The Great Reopening — 3 New Summer Trades to Consider
Ring the bells and sound the trumpets — “the Great Reopening” is here.
We can finally ditch the masks and get back to normal.
Or can we?
We have hosts of people who once followed CDC guidelines to a T throughout the pandemic now wholeheartedly resisting the new CDC guidelines that say you can relinquish “masking up” and other things if fully vaccinated. The politics around masking up and what is safe as more and more folks become vaccinated boggles the mind.
Whichever way your community breaks on the issue, one thing is for sure: A lot of people welcome the idea of returning to “normal” in theory but are changing the way they define normal at the same time.
I think one of the important questions to consider as we move into the “Great Reopening” is what precedents set by the pandemic will be lasting and which ones will fade away?
I don’t think we will know the answer for some time. Sure, right now in many places you can go to an event like a baseball game or out to dinner or to the zoo and it kind of feels pretty normal, but not wholly.

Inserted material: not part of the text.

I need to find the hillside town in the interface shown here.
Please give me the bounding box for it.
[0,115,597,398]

Call me old-school, a food-and-beverage insider, a connoisseur, or an elitist if you will, but to me, dining out is not enjoyable.
I went to the Guinness brewery just outside Baltimore the other weekend. The setting was idyllic, the band was rocking, and the weather was perfect for enjoying drinks at one of the tables on the pavilion.

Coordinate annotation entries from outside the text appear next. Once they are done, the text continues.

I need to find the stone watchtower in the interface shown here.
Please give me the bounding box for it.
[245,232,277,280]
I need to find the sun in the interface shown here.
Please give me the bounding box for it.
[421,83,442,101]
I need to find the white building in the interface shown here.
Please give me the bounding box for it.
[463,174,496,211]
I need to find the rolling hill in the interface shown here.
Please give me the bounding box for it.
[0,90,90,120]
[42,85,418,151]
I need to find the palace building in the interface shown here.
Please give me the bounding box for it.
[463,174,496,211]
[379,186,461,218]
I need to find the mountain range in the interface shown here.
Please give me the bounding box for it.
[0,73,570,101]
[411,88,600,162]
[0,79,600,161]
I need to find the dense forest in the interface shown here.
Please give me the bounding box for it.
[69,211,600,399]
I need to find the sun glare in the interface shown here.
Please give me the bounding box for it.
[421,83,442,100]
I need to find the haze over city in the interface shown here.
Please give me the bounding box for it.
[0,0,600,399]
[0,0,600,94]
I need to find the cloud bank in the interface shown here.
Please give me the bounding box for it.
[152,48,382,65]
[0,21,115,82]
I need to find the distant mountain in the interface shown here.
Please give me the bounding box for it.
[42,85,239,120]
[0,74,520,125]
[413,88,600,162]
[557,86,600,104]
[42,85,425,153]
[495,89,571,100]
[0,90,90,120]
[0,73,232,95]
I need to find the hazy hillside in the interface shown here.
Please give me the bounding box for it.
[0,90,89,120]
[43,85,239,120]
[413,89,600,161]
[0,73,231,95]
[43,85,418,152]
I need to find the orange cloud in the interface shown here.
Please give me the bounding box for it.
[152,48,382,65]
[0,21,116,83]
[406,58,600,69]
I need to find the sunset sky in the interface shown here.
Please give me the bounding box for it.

We ordered our food and drink via QR code. It was warm out and we wanted water for the table too. No such option on the e-menu. No servers in sight. Not even a water jug for self-service, so no waters. A little later, the food arrived. One dish was just terrible — completely undercooked and inedible. Was there a QR code for that? Of course not.
Then I went golfing the next day. I was very much looking forward to the outing. I knew the course would be busy, but waiting 15 minutes at every tee box for the fairway to clear is just unbearable. Our foursome finished in just under five hours! And I was lucky to get a tee time. In my area, golfing is so popular now that you need to book three weeks in advance!
Last weekend, I went camping with a huge group of people. I think there were about 50 of us in total.
Now, when I camp, I keep it rugged. But I’d say about 75% of the campers in my group and at Westmoreland State Park in general think “glamping” (glamorized camping) is the way to go. So they roll in with their $200,000 Winnebagos or Mercedes Forester RVs, set up movie screen projectors, full kitchens, basketball hoops, and all other types of stuff.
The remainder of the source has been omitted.